A few weeks ago I took a flyer and invested a couple of bucks in an online boot camp that promised the magic of “actually being on TV!” to content creators looking to expand their fame. The first couple of days were lively, fun and energizing. We got separated into smaller groups where we discussed what we were passionate about, what our goals were and what we believed our brand could be.
One particularly engaging lady I met was Kimberly Cloud, an effervescent up-and-comer who quickly became a Facebook friend and has regularly taken to the platform to do live interviews with anyone she found engaging. Sometimes she’d go on solo, sharing her observations on life or items in the news. She interviewed me for one of her shows, but as time went on I kind of figured it was going to, like so much of my experience in a virtual world, evaporate into the ether of indifference.
The boot camp proved, at least to me, to be nothing more than a come-on where by day three the adrenaline-fused personalities in charge encouraged us to sign up for expanded benefits ad opportunities to “directly connect” with segment producers at talk shows and local news productions around the country who constantly need “experts” and, with so much production occurring remotely, can draw from anyone anywhere to do so. For a mere grand or so, I could get a “valuable list” of stations and names to e-mail.
Well, in a small sample provided to whet people’s appetites, I noticed several errors in the ownership of the stations involved, and indeed many of the shows they bragged about having connections to had already been cancelled. Boasting about booking people on ELLEN as it headed into its final tapings, all of which were scheduled to be populated by celebrities and previously booked talent, was, to me, thoroughly worthless, let alone worth the fee the leaders zealotically urged we whip out our credit cards to spend. With the determination of cult leaders, they screamed their way through a sales spiel that could, unfortunately, only be compared to coercion. Needless to say, it was out of my price range.

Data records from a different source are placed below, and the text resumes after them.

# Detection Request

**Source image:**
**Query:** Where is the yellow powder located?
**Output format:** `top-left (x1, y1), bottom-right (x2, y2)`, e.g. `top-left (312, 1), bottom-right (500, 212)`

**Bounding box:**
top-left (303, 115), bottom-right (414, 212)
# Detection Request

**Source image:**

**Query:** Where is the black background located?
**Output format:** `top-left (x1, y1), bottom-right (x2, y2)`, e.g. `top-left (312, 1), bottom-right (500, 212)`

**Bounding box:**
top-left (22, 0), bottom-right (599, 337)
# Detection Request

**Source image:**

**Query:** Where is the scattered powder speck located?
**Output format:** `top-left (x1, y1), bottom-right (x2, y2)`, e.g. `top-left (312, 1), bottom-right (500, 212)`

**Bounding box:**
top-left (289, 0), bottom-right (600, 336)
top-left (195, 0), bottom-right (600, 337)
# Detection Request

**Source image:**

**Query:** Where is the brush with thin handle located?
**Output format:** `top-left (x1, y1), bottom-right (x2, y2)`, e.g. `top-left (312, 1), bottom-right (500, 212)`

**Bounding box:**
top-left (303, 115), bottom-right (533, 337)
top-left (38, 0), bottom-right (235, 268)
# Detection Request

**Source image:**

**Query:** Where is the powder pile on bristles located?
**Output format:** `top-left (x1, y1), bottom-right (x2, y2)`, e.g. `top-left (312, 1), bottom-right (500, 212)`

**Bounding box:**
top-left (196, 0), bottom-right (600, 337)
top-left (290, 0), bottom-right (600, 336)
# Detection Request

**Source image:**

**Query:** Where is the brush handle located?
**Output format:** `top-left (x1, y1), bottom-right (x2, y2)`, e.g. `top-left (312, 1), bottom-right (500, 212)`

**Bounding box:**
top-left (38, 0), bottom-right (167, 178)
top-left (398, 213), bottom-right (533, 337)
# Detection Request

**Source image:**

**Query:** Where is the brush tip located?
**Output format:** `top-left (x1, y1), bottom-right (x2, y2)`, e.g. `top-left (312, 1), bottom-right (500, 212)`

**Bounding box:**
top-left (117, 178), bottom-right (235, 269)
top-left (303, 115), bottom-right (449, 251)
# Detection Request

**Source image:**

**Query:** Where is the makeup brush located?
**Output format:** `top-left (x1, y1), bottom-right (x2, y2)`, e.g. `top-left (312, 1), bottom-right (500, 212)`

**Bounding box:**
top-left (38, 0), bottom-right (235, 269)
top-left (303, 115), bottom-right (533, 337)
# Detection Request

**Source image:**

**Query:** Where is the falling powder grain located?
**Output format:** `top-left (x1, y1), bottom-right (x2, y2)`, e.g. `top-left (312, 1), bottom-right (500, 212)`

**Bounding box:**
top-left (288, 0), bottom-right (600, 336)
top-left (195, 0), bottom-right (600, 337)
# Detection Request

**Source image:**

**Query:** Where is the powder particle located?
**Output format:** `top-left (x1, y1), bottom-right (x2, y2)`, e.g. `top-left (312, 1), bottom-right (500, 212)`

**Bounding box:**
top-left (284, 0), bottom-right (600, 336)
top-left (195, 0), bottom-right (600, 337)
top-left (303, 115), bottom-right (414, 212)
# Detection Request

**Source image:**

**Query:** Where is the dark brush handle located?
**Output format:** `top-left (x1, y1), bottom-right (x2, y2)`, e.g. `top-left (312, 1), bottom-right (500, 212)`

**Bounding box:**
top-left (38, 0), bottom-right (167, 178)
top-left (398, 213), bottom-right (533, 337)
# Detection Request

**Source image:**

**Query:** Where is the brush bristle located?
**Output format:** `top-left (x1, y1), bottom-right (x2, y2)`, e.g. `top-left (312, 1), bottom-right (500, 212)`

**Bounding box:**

When I called the leaders on their misrepresentation, they denied all and suggested that I ask for a refund on the balance of the scheduled week of online classes. I did just that, grateful that I wasn’t yet again a victim of my own obsessive desire to find a path to income. When one spends more money than they earn to chase a dream, that’s not a formula for success in my book.
But Kimberly, bless her, is a genuinely sweet lady who is determined to do more. For her, the boot camp was a worthwhile investment. And today I got a professional produced half-hour interview that sums up a great deal of what we cover here, link below.
I honestly have no idea how many people will see this via Kimberly’s site. I have some idea how many might see this through mine. I’m not inclined to publicly discuss either one of our reaches. But there’s greater strength and impact together than apart, so I’m hopeful that if you enjoy Kimberly’s style and energy, you’ll subscribe to her content as well.
And when she turns up on Good Morning, America some day soon, you can say you knew her when.
I know I’m rooting for that to happen. Good luck, Kimberly. Thanks for letting me share your Cloud for a few.